The restored and renovated Sears Roebuck, and Co. powerhouse is now known as the Charles H. Shaw Technology and Learning Center, a LEED-platinum-hopeful charter high school in the Homan Square development in North Lawndale.
When the Sears powerhouse was mothballed in 2002, stationary engineer Tom Reidy, of Local 399, was the last to leave. “When I walked out,” Reidy says, “it was the same as it was when I got there that morning.”
Now, the great hall that once housed chillers, hydraulic pumps, and turbine generators has been transformed into the center’s entrance, assembly room, and cafeteria. Windows were restored and outfitted with double glazing, the skylight was upgraded with Kalwall panels, and the existing mezzanine was extended to accommodate a teachers lounge.
On the south side of the building, a massive system of catwalks was put in place to allow for a code-required third point of access to the fire department.

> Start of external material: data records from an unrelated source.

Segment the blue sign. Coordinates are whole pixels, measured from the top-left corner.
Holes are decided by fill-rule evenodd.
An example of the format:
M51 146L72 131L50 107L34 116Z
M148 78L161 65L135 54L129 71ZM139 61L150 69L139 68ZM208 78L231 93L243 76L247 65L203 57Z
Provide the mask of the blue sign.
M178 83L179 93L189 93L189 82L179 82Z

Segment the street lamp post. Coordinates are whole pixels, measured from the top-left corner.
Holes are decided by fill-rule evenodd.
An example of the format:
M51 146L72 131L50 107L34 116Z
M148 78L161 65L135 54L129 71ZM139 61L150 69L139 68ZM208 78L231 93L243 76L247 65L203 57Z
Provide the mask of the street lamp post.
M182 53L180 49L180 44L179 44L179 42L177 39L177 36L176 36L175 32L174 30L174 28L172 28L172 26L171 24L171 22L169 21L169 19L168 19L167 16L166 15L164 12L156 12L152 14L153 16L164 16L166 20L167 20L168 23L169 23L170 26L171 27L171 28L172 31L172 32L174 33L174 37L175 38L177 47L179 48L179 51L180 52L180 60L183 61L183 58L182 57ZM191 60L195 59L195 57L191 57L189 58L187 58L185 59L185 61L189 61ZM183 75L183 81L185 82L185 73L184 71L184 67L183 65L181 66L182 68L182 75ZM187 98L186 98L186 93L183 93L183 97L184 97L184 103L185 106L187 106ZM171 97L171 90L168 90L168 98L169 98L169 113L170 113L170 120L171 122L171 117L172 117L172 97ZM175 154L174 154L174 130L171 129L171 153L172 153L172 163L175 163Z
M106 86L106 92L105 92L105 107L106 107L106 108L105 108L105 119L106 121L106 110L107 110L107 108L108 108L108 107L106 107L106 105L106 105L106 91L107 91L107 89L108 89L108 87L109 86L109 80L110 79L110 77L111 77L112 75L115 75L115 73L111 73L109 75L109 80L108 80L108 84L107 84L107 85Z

Doubling as a shading device, the structure hangs off the original building frame. Doors from each classroom open onto the walkways to provide egress.
The basement level is used largely for faculty office space and special-education classes. Instead of erecting walls to create individual offices, the architects located faculty carrels around the massive poured-concrete arches that once served as a counterbalance to the generators and now bring a cloisterlike quality to the below-grade space.
The once-daunting maze of narrow hallways and conduits in the basement has been transformed into a brightly painted and welcoming space.
Working with the vocabulary of piping already in place, the architects chose to run wiring to teachers’ carrels and tutoring rooms through a series of cable trays that are suspended from the ceiling.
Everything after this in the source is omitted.